„Für mich ist ein Film wie eine Party“
Alberto Ruano, Filmemacher und Schauspieler, war Mitglied der Jury für die Kategorie langformatige Serien auf dem Kurzserienfestival „die Seriale“. Der erfahrene Schauspieler ist in Berlin und Zürich zu Hause.
sagwas: Herr Ruano, wir haben Sie Ihre Liebe zur Schauspielerei entdeckt?
Alberto Ruano: Mein erster Berührungspunkt war die Schule. Erst der Französischunterricht, bei dem wir regelmäßig Texte aufsagen mussten und dann eine Theatergruppe am Gymnasium. Nach der Schule entschied ich mich allerdings für finanzielle Sicherheit und studierte Wirtschaft in Lausanne. Danach folgten vier Jahre Tätigkeit bei einer Bank und zwei Jahre bei einer Unternehmensberatung. In der Wirtschaft war ich jedoch nicht glücklich und das Theater ließ mich auch in der Zeit nicht los. Ich spielte neben Studium und Beruf weiter.
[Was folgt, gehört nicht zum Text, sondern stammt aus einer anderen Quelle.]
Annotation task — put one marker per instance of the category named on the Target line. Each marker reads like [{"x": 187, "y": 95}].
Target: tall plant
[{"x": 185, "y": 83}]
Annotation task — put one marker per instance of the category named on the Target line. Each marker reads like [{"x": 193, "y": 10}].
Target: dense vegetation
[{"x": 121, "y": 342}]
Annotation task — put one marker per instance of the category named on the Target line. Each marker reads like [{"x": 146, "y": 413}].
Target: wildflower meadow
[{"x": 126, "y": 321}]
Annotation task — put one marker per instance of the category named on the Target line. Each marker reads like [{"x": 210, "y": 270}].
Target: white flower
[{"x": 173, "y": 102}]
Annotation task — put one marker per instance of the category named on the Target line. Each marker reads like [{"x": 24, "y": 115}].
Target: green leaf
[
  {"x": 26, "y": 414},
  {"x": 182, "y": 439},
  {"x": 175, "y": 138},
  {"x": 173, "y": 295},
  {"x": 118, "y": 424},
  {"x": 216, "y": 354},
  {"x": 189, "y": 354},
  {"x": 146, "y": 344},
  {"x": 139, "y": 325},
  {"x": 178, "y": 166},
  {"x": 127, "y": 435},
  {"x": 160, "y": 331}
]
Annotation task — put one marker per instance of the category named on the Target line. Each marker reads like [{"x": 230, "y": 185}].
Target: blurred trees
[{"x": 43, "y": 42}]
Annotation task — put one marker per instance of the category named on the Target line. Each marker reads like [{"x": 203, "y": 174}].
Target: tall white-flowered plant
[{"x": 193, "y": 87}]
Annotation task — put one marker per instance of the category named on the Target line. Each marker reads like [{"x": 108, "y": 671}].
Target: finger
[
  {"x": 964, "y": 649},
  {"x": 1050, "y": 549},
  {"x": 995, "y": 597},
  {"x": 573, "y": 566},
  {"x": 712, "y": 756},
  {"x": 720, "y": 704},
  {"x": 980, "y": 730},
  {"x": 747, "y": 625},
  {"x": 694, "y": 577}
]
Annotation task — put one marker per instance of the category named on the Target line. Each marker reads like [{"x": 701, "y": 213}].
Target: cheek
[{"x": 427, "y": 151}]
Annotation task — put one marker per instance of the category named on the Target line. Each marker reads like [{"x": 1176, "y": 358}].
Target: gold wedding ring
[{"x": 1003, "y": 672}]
Wer hat Sie darin bestärkt, den Weg der Schauspielerei weiter zu beschreiten?
Vor allem Freunde, die mich ermutigten: „Du bist gut“. Lange Zeit traute ich mich nicht, mich selbst als Schauspieler zu bezeichnen, da ich nie eine Schauspielschule absolviert habe. Erst durch ein Training mit anderen, ausgebildeten Schauspielern, wusste ich, dass ich diesen in nichts nachstehe und mich guten Gewissens Schauspieler nennen darf.
Wichtig ist, an sich selbst zu glauben und zu verstehen, dass Regisseure oft nach bestimmten Typen suchen. Man kann somit nicht alles spielen. Es geht bei einer Rolle weniger darum, eine Person zu imitieren, als vielmehr sie zu sein. Die Entscheidung fällt dann letztlich oft auf Basis des Aussehens. Das ist bei Frauen noch viel drastischer. Insbesondere mit fortschreitendem Alter sind Frauen im Nachteil.
Sie habe eine vielfältige Filmografie. Sie haben sowohl in der ARD-Serie „Rote Rosen“ gespielt als auch für die in Cannes preisgekrönte Dramaserie „The left handed son“. Welche Rollen spielen Sie am liebsten?
Mir macht alles Spaß. Film ist für mich wie eine Party, bei der jeder etwas zu tun hat. In einer Komödie mitzuspielen, ist aber schon ein Traum von mir. Auch aus bisherigen Rollen etwas auszubrechen, reizt mich. In deutschen Serien bin ich aufgrund meines südländischen Aussehens in der Regel der Ausländer. In der spanischen Produktion „The left handed son“ konnte ich auch in die Rolle eines Inländers schlüpfen. Das hat mir gut gefallen.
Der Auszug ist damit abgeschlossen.